In the stillness of an October morning near Iceland’s southern coast, the soft crunch of crampons can be heard as a tour group crosses the Sólheimajökull glacier. As they pass by, a team of young researchers from the University of Iceland prepare their equipment to drill five metres into the century-old ice.

Led by Jonas Liebsch, a German PhD student and lecturer, and equipped with a GPS backpack, harnesses and helmets, the researchers bore a hole the size of a golf ball and drop a small metal pin, attached to a wire, through it. They then hike further up the glacier to take readings closer to the summit.
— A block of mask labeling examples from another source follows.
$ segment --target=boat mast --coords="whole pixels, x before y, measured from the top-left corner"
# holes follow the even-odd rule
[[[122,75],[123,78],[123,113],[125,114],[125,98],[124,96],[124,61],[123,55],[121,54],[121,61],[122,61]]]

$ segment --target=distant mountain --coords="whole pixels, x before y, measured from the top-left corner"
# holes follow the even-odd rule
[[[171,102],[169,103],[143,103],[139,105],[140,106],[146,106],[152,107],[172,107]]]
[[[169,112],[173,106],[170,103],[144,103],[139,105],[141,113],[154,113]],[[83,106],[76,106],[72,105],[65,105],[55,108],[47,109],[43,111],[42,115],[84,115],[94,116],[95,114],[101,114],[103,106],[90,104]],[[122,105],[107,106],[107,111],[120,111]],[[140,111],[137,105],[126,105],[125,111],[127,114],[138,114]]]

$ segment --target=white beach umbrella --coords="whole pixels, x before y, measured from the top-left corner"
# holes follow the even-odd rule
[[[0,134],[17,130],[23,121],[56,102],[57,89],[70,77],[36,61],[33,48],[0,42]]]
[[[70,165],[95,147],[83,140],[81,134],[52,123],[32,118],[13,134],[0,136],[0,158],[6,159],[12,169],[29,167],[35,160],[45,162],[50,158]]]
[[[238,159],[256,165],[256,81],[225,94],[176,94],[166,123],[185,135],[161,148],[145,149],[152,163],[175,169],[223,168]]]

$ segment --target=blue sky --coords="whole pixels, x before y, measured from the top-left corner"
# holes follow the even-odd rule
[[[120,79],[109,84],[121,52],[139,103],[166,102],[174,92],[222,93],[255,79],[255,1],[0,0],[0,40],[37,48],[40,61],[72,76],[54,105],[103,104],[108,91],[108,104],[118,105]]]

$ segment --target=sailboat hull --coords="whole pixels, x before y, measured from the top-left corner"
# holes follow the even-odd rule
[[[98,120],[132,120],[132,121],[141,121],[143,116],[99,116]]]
When they return in spring, they will measure how far the glacier, which is part of the Mýrdalsjökull ice cap, has shifted and how much ice has melted away.

“This is a very dynamic environment, but what we’re seeing here is not good,” says Liebsch of the ice lost on glaciers across Iceland. “The story is the same everywhere on Earth with very, very, very few exceptions. [The glaciers] are out of balance.”

Since 1890, Iceland’s glaciers have lost about 18 per cent of their surface area. Vatnajökull — Europe’s largest ice cap — has shrunk by more than 400 sq km, roughly the size of the Isle of Wight, and lost an estimated 150–200 cubic kilometres of ice.